Si vous voulez vraiment comprendre l’essence de la cuisine de Sainte-Lucie, vous devez visiter le marché de Castries le matin. C’est l’endroit où les habitants font leurs courses quotidiennes et où les ingrédients utilisés dans les restaurants de toute l’île sont vendus directement par les producteurs.
Le marché est ouvert tous les jours, mais le jour le plus fréquenté est le samedi, lorsque les agriculteurs de toutes les parties de l’île viennent vendre leurs produits. Les paiements se font en dollars des Caraïbes orientales (XCD), bien que la plupart des vendeurs acceptent également les dollars américains.
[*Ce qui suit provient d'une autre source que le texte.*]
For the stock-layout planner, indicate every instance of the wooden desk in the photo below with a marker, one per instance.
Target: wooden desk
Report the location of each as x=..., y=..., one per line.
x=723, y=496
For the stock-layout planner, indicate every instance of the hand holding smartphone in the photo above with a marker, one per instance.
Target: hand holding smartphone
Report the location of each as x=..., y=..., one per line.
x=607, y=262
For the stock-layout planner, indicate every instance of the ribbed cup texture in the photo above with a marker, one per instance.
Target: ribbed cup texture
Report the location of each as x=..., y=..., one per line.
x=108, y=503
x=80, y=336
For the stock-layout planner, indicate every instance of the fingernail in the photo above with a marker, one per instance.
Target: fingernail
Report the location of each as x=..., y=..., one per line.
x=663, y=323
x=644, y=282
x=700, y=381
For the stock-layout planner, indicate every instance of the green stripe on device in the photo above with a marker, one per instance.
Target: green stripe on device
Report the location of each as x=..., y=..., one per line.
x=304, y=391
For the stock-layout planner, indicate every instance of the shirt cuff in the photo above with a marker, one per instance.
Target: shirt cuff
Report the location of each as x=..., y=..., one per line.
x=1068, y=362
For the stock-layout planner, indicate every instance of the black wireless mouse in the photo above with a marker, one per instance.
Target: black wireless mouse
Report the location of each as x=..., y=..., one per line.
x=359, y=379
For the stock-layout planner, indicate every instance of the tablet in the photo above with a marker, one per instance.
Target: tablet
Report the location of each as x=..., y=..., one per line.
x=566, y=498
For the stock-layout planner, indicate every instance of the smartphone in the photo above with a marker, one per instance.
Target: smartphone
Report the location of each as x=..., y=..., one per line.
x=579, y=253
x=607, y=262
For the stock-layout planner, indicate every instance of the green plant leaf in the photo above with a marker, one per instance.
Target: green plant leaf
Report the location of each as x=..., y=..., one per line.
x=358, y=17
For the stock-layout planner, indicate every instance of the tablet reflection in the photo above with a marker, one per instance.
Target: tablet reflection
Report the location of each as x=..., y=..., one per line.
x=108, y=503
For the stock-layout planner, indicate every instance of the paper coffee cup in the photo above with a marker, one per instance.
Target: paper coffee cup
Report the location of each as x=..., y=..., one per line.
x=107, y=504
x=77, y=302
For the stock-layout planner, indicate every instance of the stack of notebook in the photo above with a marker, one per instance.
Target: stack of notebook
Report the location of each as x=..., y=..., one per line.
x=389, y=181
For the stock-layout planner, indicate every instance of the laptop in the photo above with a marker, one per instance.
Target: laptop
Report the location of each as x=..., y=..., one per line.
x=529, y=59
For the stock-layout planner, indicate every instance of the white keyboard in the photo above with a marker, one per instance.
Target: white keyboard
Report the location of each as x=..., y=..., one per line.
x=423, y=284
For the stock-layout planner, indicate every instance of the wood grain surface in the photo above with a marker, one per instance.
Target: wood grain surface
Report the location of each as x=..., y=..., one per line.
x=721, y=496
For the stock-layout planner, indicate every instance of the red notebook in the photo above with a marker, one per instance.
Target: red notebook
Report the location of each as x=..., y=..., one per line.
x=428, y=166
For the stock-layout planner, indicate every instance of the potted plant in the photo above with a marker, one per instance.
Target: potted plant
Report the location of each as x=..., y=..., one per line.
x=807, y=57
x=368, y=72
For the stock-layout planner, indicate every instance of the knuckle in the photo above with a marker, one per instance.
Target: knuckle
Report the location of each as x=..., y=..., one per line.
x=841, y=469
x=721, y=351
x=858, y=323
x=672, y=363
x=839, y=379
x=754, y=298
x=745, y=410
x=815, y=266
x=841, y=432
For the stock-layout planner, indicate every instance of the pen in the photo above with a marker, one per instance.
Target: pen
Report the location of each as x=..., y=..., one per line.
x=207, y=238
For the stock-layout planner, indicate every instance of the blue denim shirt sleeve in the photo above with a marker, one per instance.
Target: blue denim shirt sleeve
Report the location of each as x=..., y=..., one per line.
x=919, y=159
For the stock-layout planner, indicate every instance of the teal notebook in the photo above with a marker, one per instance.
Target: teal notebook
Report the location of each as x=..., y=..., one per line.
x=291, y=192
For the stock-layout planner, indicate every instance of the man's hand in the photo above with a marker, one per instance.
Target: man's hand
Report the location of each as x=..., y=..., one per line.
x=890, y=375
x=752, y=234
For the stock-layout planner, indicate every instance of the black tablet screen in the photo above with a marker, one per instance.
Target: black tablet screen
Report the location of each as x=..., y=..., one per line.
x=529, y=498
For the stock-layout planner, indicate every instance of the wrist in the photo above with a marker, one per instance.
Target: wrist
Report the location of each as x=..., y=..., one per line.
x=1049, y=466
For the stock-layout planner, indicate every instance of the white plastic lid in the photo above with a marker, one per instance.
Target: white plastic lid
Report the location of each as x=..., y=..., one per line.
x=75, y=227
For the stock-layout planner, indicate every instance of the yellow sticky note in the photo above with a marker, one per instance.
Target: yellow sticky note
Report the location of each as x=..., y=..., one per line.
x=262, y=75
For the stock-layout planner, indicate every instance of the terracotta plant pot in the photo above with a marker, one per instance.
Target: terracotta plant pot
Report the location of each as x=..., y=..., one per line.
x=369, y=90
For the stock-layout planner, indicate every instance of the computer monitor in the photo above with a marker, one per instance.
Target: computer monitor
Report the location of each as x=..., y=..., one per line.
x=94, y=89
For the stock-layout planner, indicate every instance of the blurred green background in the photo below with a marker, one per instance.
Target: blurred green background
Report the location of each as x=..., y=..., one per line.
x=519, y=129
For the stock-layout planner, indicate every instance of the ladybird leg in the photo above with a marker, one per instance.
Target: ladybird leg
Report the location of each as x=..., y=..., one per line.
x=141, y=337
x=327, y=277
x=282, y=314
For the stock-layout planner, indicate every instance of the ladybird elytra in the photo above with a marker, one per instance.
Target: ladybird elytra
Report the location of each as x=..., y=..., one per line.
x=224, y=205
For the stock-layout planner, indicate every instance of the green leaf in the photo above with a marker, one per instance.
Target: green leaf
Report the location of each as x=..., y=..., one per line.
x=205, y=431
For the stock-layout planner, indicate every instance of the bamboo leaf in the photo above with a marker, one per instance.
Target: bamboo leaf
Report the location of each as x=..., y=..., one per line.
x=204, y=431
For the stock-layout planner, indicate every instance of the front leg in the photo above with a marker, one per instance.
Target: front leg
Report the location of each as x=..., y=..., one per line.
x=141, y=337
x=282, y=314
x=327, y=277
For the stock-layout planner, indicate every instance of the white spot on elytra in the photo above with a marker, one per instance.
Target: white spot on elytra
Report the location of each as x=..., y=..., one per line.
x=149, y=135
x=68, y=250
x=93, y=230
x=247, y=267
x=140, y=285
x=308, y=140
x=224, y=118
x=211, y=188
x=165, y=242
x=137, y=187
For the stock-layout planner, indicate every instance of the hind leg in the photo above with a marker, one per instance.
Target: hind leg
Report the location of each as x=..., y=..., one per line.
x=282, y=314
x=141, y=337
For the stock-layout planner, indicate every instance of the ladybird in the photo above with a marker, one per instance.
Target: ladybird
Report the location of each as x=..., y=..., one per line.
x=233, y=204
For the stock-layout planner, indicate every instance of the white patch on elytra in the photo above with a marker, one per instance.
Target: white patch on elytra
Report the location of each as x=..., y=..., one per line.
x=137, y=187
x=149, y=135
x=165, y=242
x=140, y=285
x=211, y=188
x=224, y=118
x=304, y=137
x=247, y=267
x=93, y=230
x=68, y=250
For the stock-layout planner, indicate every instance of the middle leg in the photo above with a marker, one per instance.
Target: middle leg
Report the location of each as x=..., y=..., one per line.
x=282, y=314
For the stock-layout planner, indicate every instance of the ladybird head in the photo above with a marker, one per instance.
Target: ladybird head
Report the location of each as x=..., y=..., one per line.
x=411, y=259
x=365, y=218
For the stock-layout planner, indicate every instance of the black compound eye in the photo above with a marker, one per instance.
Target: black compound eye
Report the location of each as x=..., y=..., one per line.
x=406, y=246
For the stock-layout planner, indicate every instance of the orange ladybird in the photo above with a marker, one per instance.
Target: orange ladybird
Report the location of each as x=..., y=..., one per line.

L’argent liquide est préféré, et les petits billets sont utiles.
La première chose que vous remarquerez est la variété des mangues. Sainte-Lucie en cultive plus de 10 variétés locales, et au marché, vous trouverez souvent des variétés comme Julie, Graham, Starch et Long Mango. Les différences ne résident pas seulement dans la forme, mais aussi dans le goût : certaines sont très sucrées et denses, tandis que d’autres sont plus fibreuses ou légèrement acidulées. Les vendeurs vous diront exactement lesquelles sont les meilleures à manger immédiatement et lesquelles sont meilleures pour les jus.
Les bananes sont un autre produit de base. Les vertes, appelées « figues vertes », ne sont pas consommées comme des fruits, mais comme un accompagnement, bouillies ou frites, avec un goût similaire à celui des pommes de terre. Elles sont la base du plat traditionnel « figues vertes et morue salée », considéré comme le plat national de l’île.
Dans de nombreuses zones du marché, vous trouverez des noix de coco fraîches, ouvertes sur place pour que vous puissiez boire l’eau à travers une paille, tandis que la chair molle est consommée immédiatement comme une collation simple et rafraîchissante.

Parmi les fruits moins connus, la corossol (graviola) est l’un des plus recherchés. Il est vendu entier ou déjà coupé et est utilisé pour des jus épais et légèrement acides. Les vendeurs peuvent vous montrer comment choisir un fruit mûr : la peau doit être légèrement souple au toucher.
Le painfruit n’est pas sucré et ne se mange pas cru. Il est généralement vendu entier, et les habitants le préparent au four ou frit. Son goût est neutre, quelque part entre le pain et la pomme de terre, ce qui le rend adapté aux plats copieux.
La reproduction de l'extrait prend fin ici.